Ишь ты - какая покорная невестка!
Зато Павлик покорности не демонстрировал:
- Но открытки-то эти - "с праздником трудящихся" - не хранить, надеюсь? За последние сорок лет. От её иванов павловичей и николаев егоровичей.
- Ну открытки - ладно.
- А смотри, дядь Володь, как она газеты читала. Под матрасом. Без противогаза не входить!
Сашка приподняла матрас. Ударил запах уже не мочи - аммиака. Прямо на кроватной сетке оказалась груда влажных спрессованных газет. Не груда, а масса. Владимир Антонович шагнул назад и напомнил, задержавшись в дверях:
- Так аккуратнее с документами. И вещи - которые самые любимые.
За его спиной Павлик что-то сказал и засмеялся.
Владимир Антонович долго и с наслаждением мылся. Участвовать в домашнем субботнике он не собирался. Павлик с Сашкой явно старались для себя, демонстрируя, что бывшая комната их дорогой бабули - теперь их собственность. Ну а если мамочка выйдет из больницы?! Вон она какая сейчас бодрая! Владимир Антонович даже заспешил из ванны, так ему не терпелось задать этот вопрос!

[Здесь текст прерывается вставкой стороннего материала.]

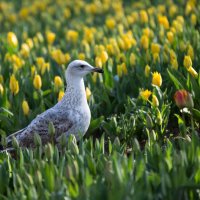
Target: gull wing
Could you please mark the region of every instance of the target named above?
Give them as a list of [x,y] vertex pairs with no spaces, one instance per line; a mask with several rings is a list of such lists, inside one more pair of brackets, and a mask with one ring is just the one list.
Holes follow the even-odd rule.
[[[15,136],[22,147],[34,146],[34,134],[40,135],[42,143],[46,144],[50,141],[48,133],[49,123],[52,122],[55,128],[55,138],[62,133],[66,133],[76,122],[73,120],[72,113],[74,110],[58,110],[51,108],[46,112],[38,115],[25,129],[18,131],[11,136]],[[9,138],[12,138],[9,136]]]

- А если мамочка благополучно срастит ногу и вернётся, что вы ей скажете? Почему выкинули её вещи?
- Мы же не всё выкидываем, - заступилась Варя. - Если у неё что новое, хорошее, мы оставляем. Мы гниль выкидываем, чтобы не дышать этой гадостью. Чтобы и ей не дышать, между прочим. Вернётся, будет дышать свежим воздухом. Ещё и спасибо скажет. То есть она-то ни за что не скажет, но всё равно и ей польза.

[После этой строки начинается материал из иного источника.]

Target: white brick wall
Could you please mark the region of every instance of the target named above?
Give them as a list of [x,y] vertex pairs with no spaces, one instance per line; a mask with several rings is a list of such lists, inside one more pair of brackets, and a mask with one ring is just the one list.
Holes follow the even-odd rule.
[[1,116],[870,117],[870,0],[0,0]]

- А Зоська где? Напугали её совсем вашим погромом?
- А я и Зоську - кьебенизировал! - захохотал Павлик. - Тоже от неё запах. Теперь, когда бабуля не пахнет, чего ж здесь Зоська будет вонять?!

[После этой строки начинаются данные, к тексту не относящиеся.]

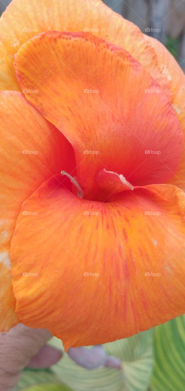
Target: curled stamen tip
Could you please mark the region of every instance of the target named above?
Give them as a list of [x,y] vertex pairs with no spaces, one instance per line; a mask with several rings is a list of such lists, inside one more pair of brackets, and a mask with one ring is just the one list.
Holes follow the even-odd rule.
[[73,177],[70,175],[70,174],[68,174],[66,171],[64,171],[64,170],[62,170],[60,172],[61,175],[66,175],[68,178],[70,179],[71,183],[74,185],[75,187],[77,189],[77,195],[78,197],[79,197],[80,198],[83,198],[83,190],[81,188],[79,185],[78,184],[78,182]]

Владимир Антонович вообще никогда не любил кошек, и Зоську в том числе. Терпел, раз мамочка любила. Но всё-таки ему стало неприятно. Вспомнил, как совсем недавно мамочка сказала: "Вы бы и меня рады усыпить - как кошку".
- Куда ж ты её?
- А в мешок да в воду! В ванне утопил и в мусоропровод выкинул. Хватит ей гадить! Тоже уже в кошачьем маразме.
А Владимир Антонович только что сидел в этой самой ванне. Блаженствовал.
- Это живодёрство! Не знал, что у меня сын - живодёр! - вдруг визгливо выкрикнул он.
И сам как бы со стороны удивился: никогда не догадывался, что в нём таится такой визгливый голос. Надо же - прорезался.
- Ну что ты, действительно, - сказала Варя. - Действительно, она уже старая и больная. А снесли бы в лечебницу - думаешь, там лучше усыпляют? Мне на работе рассказывали.
- А что мы мамочке скажем? Её любимая кошка!
Сейчас Владимиру Антоновичу захотелось, чтобы мамочка вернулась, чтобы напрасными оказались труды Павлика с Сашкой. Ишь - хозяева!
- Да бабуля забудет! Или скажем: "Ты что, забыла, что она ещё при тебе мирно умерла в своей постели? Окружённая рыдающими родственниками?"
Сашка прыснула. А Павлик продолжал, увлекаясь своей импровизацией:
- А бабуля скажет: "У меня идеальная память, я всё прекрасно помню! Я сама приняла у неё последний вздох! Она мне шепнула: "Я явлюсь к тебе во сне и расскажу, как там, на том свете". Я сама закрыла глаза своей дорогой Зосеньке!" Так и скажет бабуля, за неё не беспокойся.
Сашка снова прыснула:
- "Во сне явлюсь и расскажу!" Ну ты даёшь. А бабуля во всё поверит, как официальная атеистка!
Никакого живодёрства, все правы: и Зоське незачем жить дальше, и дорогой мамочке. Но всё-таки Владимиру Антоновичу была отвратительна эта жизнерадостная откровенность Павлика. Да, Владимир Антонович давно мечтает, чтобы мамочка поскорей умерла - тихо и безболезненно; но, мечтая, вырвал у неё банку с консервной отравой! А Павлик рассудит, что незачем жить в маразме, и не только из рук не вырвет, но ещё и сам поднесёт яду! Ведь не любил же Владимир Антонович и Зоську, но готов был терпеть, не смог бы топить своими руками. А Павлик - пожалуйста! Несчастная кошка рвалась из мешка, а сынок держал мешок под водой и смотрел пытливым взглядом исследователя: дёргается ещё или перестала?
Не хотел Владимир Антонович, а сказал:
- Когда-нибудь и вы станете дряхлыми и беспамятными!
И ушёл в свою комнату, в спальню-кабинет-гостиную. Не сказал он Павлику с Сашкой, что сначала дряхлыми и беспамятными станут Владимир Антонович с Варей - и, значит, Павлик так же жизнерадостно кьебенизирует и родителей.
Из-за двери он услышал приглушённый голос Вари:
- Всё-таки она его мать, а вы хохочете.
Да не в этом же дело! Не в сыновних чувствах. А в том, что нельзя доставлять страдание. Никому!